Chcę zaskoczyć trenera Kaszowskiego - wywiad z Adrianem Mroczkiem-Truskowskim, kapitanem Śląska Wrocław

Kapitan Śląska Wrocław w rozmowie z portalem SportoweFakty.pl mówi o akcji walentynkowej Śląska i Giants, o rekordzie i o kolejnym rywalu na drodze WKS.

Mateusz Zborowski
Mateusz Zborowski

Mateusz Zborowski: Adrian nietypowa akcja, szczytny cel, dreszczyk emocji - jak to się stało, że można umówić się z tobą na "randkę"?

Adrian Mroczek-Truskowski: Szczerze to wolałbym określenie "spotkanie z koszykarzem". Zresztą jak zwał tak zwał, szczytny cel i tylko to się liczy! Pomagamy dzieciakom i to jest najważniejsze!

Czego spodziewasz się przez te dwa tygodnie licytacji? Toczycie ze sobą korespondencyjny pojedynek: za kogo, kto da więcej?
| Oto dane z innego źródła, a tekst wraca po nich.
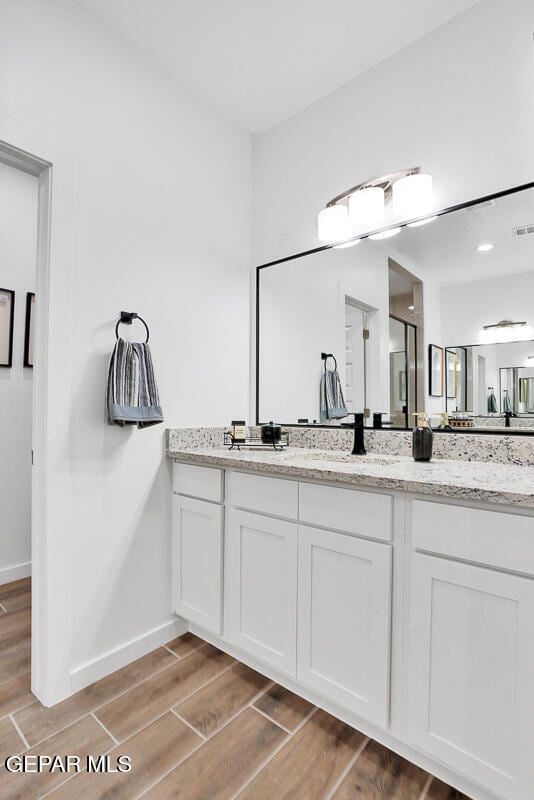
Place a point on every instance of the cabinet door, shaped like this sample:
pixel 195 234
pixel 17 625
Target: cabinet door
pixel 344 620
pixel 197 561
pixel 471 675
pixel 261 588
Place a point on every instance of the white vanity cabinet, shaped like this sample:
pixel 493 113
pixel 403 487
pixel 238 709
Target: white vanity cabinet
pixel 344 620
pixel 197 542
pixel 410 617
pixel 471 645
pixel 261 588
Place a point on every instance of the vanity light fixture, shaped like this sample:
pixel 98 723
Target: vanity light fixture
pixel 347 244
pixel 385 234
pixel 410 189
pixel 505 331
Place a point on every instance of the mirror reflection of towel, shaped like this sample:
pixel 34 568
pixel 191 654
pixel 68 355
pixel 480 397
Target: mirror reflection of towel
pixel 506 405
pixel 332 400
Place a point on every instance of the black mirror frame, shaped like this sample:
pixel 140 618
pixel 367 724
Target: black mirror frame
pixel 449 210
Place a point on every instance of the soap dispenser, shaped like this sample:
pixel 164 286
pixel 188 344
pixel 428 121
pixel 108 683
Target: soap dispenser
pixel 444 422
pixel 422 439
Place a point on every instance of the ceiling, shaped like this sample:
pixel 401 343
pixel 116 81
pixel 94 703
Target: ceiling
pixel 261 62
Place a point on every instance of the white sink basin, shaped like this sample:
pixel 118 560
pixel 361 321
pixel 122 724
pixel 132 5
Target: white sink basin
pixel 342 458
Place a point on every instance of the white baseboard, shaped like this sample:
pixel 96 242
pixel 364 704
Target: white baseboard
pixel 92 671
pixel 15 573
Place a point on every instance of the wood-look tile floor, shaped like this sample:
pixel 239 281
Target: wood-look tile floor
pixel 197 725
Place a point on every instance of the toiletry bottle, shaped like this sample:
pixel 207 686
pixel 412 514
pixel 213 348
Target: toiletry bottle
pixel 422 439
pixel 239 431
pixel 444 422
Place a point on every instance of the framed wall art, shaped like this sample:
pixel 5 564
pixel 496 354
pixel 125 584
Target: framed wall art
pixel 7 314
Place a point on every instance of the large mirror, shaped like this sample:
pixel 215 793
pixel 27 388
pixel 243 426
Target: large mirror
pixel 438 318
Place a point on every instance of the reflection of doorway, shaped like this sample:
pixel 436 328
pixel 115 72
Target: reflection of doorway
pixel 354 357
pixel 402 371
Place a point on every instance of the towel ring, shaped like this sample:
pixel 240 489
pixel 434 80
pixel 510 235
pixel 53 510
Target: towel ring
pixel 326 356
pixel 127 317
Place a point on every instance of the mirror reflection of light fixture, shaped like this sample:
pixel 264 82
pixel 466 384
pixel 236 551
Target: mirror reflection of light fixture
pixel 410 189
pixel 421 222
pixel 385 234
pixel 366 207
pixel 505 331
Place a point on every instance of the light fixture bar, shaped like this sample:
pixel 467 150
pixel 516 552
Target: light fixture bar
pixel 385 182
pixel 505 323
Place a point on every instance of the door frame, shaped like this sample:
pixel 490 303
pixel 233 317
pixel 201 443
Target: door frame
pixel 50 528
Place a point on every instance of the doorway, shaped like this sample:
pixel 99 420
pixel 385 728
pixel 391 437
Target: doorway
pixel 18 248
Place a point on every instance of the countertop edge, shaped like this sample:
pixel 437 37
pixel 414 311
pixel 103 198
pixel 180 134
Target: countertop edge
pixel 408 485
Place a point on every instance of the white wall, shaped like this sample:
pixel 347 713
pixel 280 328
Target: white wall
pixel 161 222
pixel 457 102
pixel 18 235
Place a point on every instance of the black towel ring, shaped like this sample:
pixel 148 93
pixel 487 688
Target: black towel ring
pixel 127 317
pixel 326 356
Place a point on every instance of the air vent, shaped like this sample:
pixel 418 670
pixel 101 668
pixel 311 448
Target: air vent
pixel 524 229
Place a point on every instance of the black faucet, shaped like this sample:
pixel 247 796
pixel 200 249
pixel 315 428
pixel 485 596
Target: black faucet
pixel 358 448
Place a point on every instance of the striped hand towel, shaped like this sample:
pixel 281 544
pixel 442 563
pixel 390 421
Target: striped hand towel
pixel 332 403
pixel 132 395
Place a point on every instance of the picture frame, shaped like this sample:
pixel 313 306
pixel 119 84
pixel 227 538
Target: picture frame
pixel 435 370
pixel 7 317
pixel 29 329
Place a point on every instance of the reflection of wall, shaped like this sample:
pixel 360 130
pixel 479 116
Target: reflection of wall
pixel 469 306
pixel 301 316
pixel 18 231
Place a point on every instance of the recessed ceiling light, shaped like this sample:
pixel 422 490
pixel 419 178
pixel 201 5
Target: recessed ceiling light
pixel 385 234
pixel 421 222
pixel 347 244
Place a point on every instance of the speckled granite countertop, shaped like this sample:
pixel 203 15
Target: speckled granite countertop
pixel 465 480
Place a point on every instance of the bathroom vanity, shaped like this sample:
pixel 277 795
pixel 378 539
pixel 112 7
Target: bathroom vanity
pixel 397 596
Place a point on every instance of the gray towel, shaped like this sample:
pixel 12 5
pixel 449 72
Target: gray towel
pixel 132 396
pixel 332 400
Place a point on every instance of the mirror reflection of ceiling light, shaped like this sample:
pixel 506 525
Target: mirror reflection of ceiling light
pixel 505 331
pixel 411 193
pixel 421 222
pixel 385 234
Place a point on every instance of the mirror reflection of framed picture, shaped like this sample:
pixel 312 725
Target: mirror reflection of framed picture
pixel 7 313
pixel 452 373
pixel 435 370
pixel 30 327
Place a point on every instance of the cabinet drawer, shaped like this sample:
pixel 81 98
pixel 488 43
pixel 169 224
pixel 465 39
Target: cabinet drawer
pixel 274 496
pixel 492 538
pixel 203 482
pixel 350 510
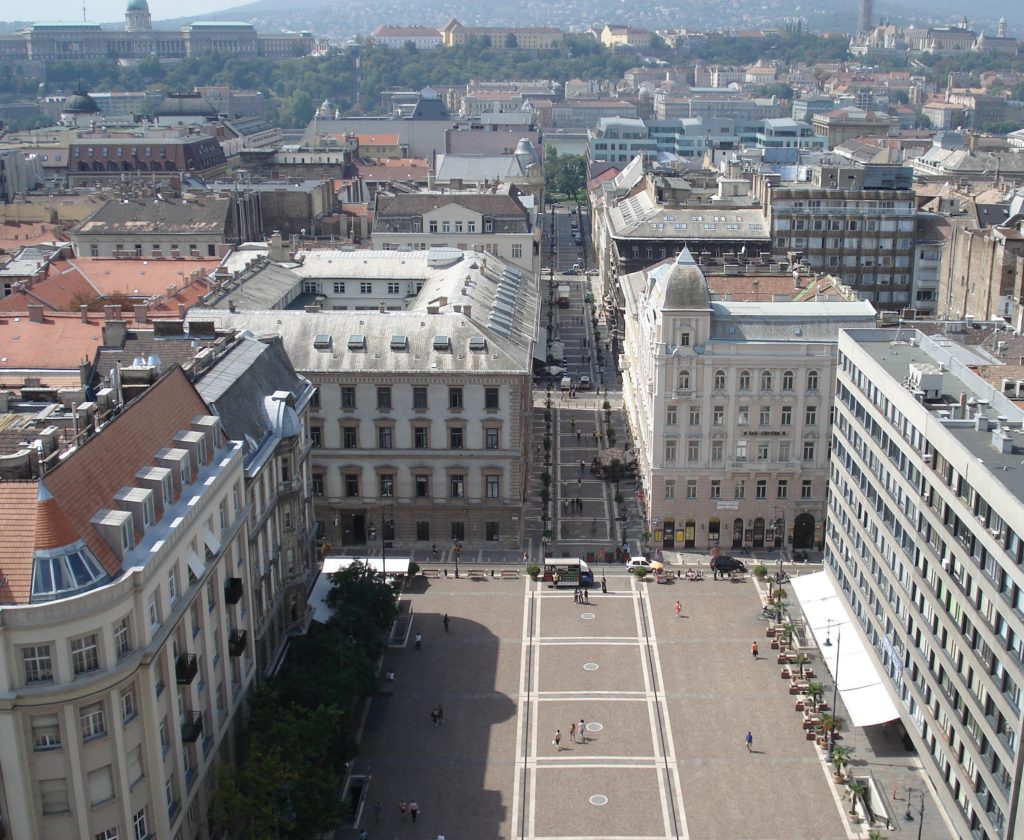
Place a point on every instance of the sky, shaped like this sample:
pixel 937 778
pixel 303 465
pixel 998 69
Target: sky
pixel 101 11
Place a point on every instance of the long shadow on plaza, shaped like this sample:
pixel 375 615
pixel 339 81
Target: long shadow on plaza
pixel 459 771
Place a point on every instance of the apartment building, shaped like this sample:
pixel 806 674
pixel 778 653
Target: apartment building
pixel 925 550
pixel 856 222
pixel 496 222
pixel 729 408
pixel 420 433
pixel 125 625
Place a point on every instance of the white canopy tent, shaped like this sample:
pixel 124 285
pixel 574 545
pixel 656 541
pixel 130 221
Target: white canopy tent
pixel 867 703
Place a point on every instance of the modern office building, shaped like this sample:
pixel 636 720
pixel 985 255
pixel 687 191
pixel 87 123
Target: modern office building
pixel 728 404
pixel 925 545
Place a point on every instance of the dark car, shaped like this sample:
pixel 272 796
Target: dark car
pixel 724 564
- Oczywiście żartujemy w szatni za kogo "dadzą" więcej! Ale na poważnie to chcemy, żeby uzbierała się jak najwyższa suma - to jest cel tej akcji! Im więcej za każdego z nas tym lepiej, temu służy ta idea.

Masz już w głowie scenariusz takiej randki, a może więcej: powiedz z kim chciałbyś na tą randkę pójść?

- Chciałbym, żeby na tym spotkaniu z kibicem nie było tematu koszykówki, a kto to będzie? Wolałbym, żeby była to kobieta (śmiech).

Wróćmy troszkę do spraw sportowych. 3 luty Kosynierka, wyrównany rekord? Taki scenariusz chyba wziąłbyś w ciemno?

- Biorę w ciemno każdy scenariusz, w którym wygrywamy mecz! To jest najważniejsze. Nie zapominajmy jednak, że gramy z trzecią drużyną w lidze i nie możemy rozdawać medali przed zawodami...

Czy takie ciągłe rozdmuchiwanie tego meczu z rekordem w tle nie zwiąże wam trochę kolan? Przypominam ze 3 lutego licznik Zastalu zatrzymał się na 21 wygranych, a wy swój mecz macie właśnie 3 lutego... A wiesz, że historia lubi się powtarzać.

- Zastal wtedy nie awansował i stracił sezon. Wolę nie bić rekordów, nie nabijać liczników, a wygrać sezon i ostatecznie cieszyć się z awansu do PLK bo jest nasz główny cel na ten sezon i na tym się skupiamy.

Wiadomo, że twoją bronią jest rzut z dystansu. Myślisz, że mecz z Sokołem rozegra się właśnie na obwodzie, bo wiadomo że rywale na tym bazują?

- Chcę zaskoczyć trenera Kaszowskiego innymi elementami gry niż trójki. A na poważnie, to mecz rozegra się w obronie i na tym powinniśmy się skupić.

Widzicie już tytuły w gazetach po niedzielnym spotkaniu?

- Tytuły gazet zostawiamy dziennikarzom, my chcemy robić swoje, dobrze zagrać i wygrać mecz. Powiem ci w niedziele po 20 jaki tytuł będzie najlepszy na poniedziałkowe wydanie (śmiech).